Paul simply holds up Jesus, and Jesus calls all men to come to Him, just as we see in Revelation, and in Jesus Prayer for us.

Now, returning to the text from Acts, we see something odd take place just before our text. Paul, the apostle, is confused about God’s direction, but following it anyway. Joined by Timothy and the Gospel writer Luke, Paul and Silas go to Central Turkey, to Galatia to preach and evangelize, but on the way, God closes that door.

Then they figure that God wants them to go to Northern or Western Turkey, and head off on that road, but the Lord again, by his Holy Spirit, closes another door.

It reminds me of Abraham, who followed the Lord’s directions all over the land. Abraham kept going where he thought he was supposed to go, and the Lord kept putting Abraham back on the path that he wanted.
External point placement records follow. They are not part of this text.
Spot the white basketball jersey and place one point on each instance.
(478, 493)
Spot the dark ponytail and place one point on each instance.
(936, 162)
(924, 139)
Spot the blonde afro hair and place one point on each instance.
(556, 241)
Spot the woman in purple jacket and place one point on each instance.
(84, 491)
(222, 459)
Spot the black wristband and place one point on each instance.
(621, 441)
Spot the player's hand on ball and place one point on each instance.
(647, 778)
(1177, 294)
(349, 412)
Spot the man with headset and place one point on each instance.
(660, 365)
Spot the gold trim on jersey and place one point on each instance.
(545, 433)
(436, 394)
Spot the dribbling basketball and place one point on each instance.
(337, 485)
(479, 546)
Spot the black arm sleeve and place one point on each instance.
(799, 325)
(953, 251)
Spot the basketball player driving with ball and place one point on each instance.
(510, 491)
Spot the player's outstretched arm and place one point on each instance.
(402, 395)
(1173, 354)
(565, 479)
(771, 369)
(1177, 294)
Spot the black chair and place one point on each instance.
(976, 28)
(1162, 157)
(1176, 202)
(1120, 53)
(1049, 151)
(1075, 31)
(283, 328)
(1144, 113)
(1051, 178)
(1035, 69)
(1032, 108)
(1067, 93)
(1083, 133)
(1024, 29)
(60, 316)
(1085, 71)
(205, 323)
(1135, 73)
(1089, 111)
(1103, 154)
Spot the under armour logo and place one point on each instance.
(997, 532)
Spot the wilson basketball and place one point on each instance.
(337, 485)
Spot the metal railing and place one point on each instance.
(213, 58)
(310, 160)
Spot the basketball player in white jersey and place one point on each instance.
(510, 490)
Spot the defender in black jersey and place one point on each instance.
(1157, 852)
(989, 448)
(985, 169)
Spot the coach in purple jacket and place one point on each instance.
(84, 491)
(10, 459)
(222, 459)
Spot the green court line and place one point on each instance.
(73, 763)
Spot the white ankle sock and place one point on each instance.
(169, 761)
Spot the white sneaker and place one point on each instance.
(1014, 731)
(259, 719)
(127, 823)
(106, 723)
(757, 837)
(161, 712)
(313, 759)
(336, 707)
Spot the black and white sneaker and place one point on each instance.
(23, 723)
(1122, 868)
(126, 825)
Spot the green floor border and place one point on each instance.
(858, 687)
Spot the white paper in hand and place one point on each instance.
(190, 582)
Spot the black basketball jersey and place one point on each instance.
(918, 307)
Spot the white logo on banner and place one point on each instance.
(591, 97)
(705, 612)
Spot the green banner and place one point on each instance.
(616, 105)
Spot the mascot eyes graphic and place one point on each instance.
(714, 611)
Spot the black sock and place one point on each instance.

So Paul, wearied with his journey, finds a port town, and there, asks God to show him where he is to go, and falls asleep.

In the midst of the night a vision appeared unto him. A man who by his accent and his attire Paul could tell was a Macedonian. And the man said to Paul, "Come over and help us."

Lots of commentators have fun with the text here, speculating as to why God, in his sovereignty, had Paul skip over certain towns in Turkey, and bring the Gospel to Europe. Why was it that God shut the door to Byzantium, and opened it in Philippi! Were the Philippians more worthy, or the people from Constantinople less worthy? It was of God's mercy that he sent the gospel at any time, to any people. But God has a purpose for closing doors, from time to time, only to open them for others at other times.

And now we turn to our text. "And a vision appeared to Paul in the night; There stood a man of Macedonia, who pleaded to him to Come over into Macedonia, and help us."

First, notice that the lesson shows us that the best help that can be given to anyone is the sharing of the gospel. "Come over and help us," that is, preach to us, which is what Paul did.

Secondly, we should notice that although we may have no great visions in the night, we are to be listening out for the call of those who need the Lord, the call to us which says, "Come over to us, and help us."

And then, lastly, I want to ask the question,

What do you intend to say to those, who are now asking you for the help of the gospel? Are you ready to answer those who ask you about your faith?

As the book of Revelation closes, Three important factors are shown. First, as Christ Prayed, we are made one as the Bride of Christ, arrayed in white robes which have been washed in His blood. He has made us one.

Secondly we are given a message, as Paul was, to listen for the cry of the world and respond, “Those who Thirst, come and find living water without price.”

And lastly, Christ says to us, “Behold I am coming quickly, and we respond “Maranatha” - “Come Lord Jesus.”